"Angels can fly because they take themselves lightly." – G. K. Chesterton

Archive for the ‘Technology’ Category

Chesterton on my previous post

It’s not at all unusual for me to come up with a point that I find quite witty and profound only to recall a bit later that Chesterton made the same point a century ago.  Such is what happened with yesterday’s post concerning how the technology that seems to be just around the corner often turns out to belong to the past.

We, who have lived long enough to understand the real value of life, know perfectly well that nothing of that sort has ever come to stay.  It may do all sorts of other things; but there is one thing that it cannot do; and that is to stay.  We shall show no irritation, please God, on being repeatedly introduced to the Hat of the Future and the Umbrella of the New Age and the Goloshes of the Good Time Coming.  But the only thing we really have learnt from life is that the good time will be going as well as coming, and that, in the book of fashions, the Hat of the Future will be recorded as the Hat of the Past.  It is now the custom to condemn youth as too frivolous.  But youth is always serious; and just now it is too serious about frivolity.

– G. K. Chesterton, Come to Think of It

The past’s future

I just read an article in the New Yorker about Jaron Lanier, whose book You are Not a Gadget is making some mid-sized waves in the world of ideas.  In the interests of full disclosure, I haven’t read the book, but I have read similar things such as The Shallows by Nicholas Carr.  The point of both books is to examine how the internet is reshaping our society and our individual lives.  As you might guess from the titles, neither author is much impressed by it.  They point to a number of problems: shorter attention spans, less memory, the anti-intellectual tendencies of Wikipedia.

But while Carr is mostly intent on ticking off problems, Lanier has a multi-faceted approach.  He’s at pains to not appear anti-technology overall, and he has the credentials to back it up.  He was actually a pioneer in engineering many high-tech gadgets and gizmos.  One of these is virtual reality.

And what, I hear the under-20 set asking, is virtual reality?  Well, there’s the thing.  Back in the recent past, virtual reality was a new fad that was supposed to sweep the world in the near future.  The basic idea is that you put on a special helmet and gloves, so that from the outside you look like this:

Inside the helmet are two screens right in front of your eyes.  The helmet and the gloves both have sensors, and the purpose of it all is to let you inhabit an immersive three-dimensional world, including the possibility of you moving around in it.

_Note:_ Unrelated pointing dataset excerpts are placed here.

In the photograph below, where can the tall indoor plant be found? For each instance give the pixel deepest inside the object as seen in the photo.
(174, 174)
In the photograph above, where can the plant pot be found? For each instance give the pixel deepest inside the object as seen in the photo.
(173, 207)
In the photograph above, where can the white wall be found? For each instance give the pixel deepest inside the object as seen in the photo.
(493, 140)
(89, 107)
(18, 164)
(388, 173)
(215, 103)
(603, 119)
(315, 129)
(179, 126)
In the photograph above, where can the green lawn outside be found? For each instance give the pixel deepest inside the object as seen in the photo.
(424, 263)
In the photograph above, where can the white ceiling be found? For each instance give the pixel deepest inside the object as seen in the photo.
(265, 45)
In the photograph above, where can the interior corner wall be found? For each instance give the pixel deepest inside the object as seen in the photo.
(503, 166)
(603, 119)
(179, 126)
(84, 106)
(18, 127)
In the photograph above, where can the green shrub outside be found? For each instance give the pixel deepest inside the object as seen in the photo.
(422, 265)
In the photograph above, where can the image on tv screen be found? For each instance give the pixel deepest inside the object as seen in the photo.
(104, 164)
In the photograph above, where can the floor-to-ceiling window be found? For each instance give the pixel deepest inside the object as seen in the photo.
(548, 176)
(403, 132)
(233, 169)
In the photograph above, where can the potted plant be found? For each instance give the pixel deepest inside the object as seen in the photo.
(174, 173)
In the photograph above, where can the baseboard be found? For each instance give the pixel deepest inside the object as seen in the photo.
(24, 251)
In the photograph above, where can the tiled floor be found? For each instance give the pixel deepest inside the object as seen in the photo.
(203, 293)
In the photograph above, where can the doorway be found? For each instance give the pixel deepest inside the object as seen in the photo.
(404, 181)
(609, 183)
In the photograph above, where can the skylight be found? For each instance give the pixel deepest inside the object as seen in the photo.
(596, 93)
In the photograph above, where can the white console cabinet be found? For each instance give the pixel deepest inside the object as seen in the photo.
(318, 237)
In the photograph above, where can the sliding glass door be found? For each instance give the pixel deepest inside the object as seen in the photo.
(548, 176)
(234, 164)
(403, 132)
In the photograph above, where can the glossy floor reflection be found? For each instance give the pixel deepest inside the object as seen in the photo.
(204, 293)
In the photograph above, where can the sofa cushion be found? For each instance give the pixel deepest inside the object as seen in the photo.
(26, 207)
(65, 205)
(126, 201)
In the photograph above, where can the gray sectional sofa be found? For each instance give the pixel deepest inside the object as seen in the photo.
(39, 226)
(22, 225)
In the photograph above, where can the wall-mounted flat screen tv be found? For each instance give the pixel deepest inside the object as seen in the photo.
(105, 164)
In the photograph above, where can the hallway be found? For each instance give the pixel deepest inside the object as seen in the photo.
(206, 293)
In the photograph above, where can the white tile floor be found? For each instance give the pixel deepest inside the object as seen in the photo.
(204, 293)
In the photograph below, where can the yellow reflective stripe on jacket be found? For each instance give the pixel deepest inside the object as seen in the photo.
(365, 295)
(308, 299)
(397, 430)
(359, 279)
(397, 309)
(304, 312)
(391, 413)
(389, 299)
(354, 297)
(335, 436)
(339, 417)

When I was about eight or nine, all the kids’ science magazines were full of articles about the soon-to-arrive greatness of virtual reality.  It never arrived in a commercial viable way, and the New Yorker article explains why.  The helmet was too clunky, the sensors and the software didn’t work fast enough, and the lag time made the whole experience unconvincing.  The whole thing is just a reminder of the fact that while we love to make predictions about technology, most of them simply don’t come true.  Which of the current trends won’t play out as they’re expected?  I don’t know, but I’m betting that it’s going to be most of them.

Technology is cool

We live in a time of rapid technological change.  The fact is so obvious that many of us fail to notice it most of the time.  But even if we’re dimly aware that new technologies are becoming available all the time, we generally don’t notice the most useful and advantageous aspects of those technologies.

Case in point: if you’re twenty-five or older. you may remember these:

For the young ‘uns, let me explain.  This is a five-and-a-quarter-inch floppy disk.  In the 1980’s and early 1990’s most computers did not have hard drives.  If you wanted to store your data, you stored it on one of these.  Each one held 360 kilobytes of data.  It was called a floppy disk for  a reason.  The material was not stiff, but bent easily.  If you bent it too much, you destroyed the disk and lost the data.  If you touched the film, you destroyed the disk and lost your data.  If you got it wet, or brought a magnet close to it, or let it get too hot or too cold, you lost your data.

Eventually, they were replaced by these:

Three-and-a-half inch disks were stiffer, more durable, and held 1.44 megabytes of data.  However, they could still be damaged.

Nowadays, thankfully, we have flash drives.  A flash drive holds thousands of times as much data as a floppy disk, and has other advantages as well, as I just found out this past week.  On Tuesday I carelessly left my flash drive in my pants pocket, put the pants into the dirty laundry pile, and put the pile into the wash.  The pants, with the flash drive still in the pocket, spun around the washing machine for about half an hour while being immersed in hot and then cold soapy water.  Afterwards I took the pants out and hung them up to dry.

On Thursday I suddenly noted that the flash drive was missing.  I searched frantically until I found it in my pants pockets, at which point I took it out and connected it to my laptop.  The flash drive still worked and, as far as I can tell, all of my files are intact.  Now that’s what I call advanced technology.